Hospital says freed hostage Maya Regev who was shot in leg will need further operations
Renee Ghert-Zand is the health reporter and a feature writer for The Times of Israel.

Soroka Medical Center in Beersheva shares an update on the three released hostages it is treating: Maya Regev, Itay Regev, and Elma Avraham.
Itay Regev, 18, was released by Hamas late last night and brought to Soroka to be reunited with his sister Maya, 21, who was freed on Sunday. The siblings were seized by terrorists at the Supernova music festival near Re’im on October 7. As they tried to escape, Maya called her father screaming that she had been shot and that the terrorists were trying to kill them.
While the former hostages are being treated at a handful of medical centers, Israel’s policy is to hospitalize family members together. All the hostages receive full medical and psychosocial support from specially trained staff in designated areas of the hospitals to protect their privacy.
“Upon his arrival at Soroka, Itay underwent a medical evaluation to assess his condition. In parallel, he had a very emotional reunion with his parents, younger brother, and his sister Maya. Itay’s physical condition is good,” says Dr. Dan Schwartzfox, deputy director-general of Soroka Medical Center.
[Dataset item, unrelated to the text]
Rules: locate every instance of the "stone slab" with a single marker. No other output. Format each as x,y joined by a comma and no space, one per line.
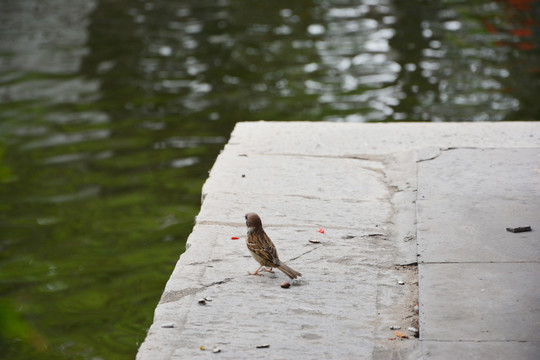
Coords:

Maya arrived at Soroka with a complex gunshot wound to her leg. Upon her return to Israel, she underwent surgery to stabilize a fracture and is expected to have to go undergo more operations.
“We expect a considerable rehabilitation process for her,” Schwartzfox says.

An update is also given on Elma Avraham, 84, who was released from captivity and brought to Soroka on Sunday night in life-threatening condition with all of her vital signs “extremely low” and was put on a ventilator.
Her daughter, Tali Amano, laid into the Red Cross for neglecting her mother while in captivity and refusing to bring her the medications she takes for a variety of health conditions.
Still in Soroka’s intensive care unit, Avraham has since been taken off the ventilator and is conscious.
“We are doing everything we can to advance her recovery,” says Schwartzfox.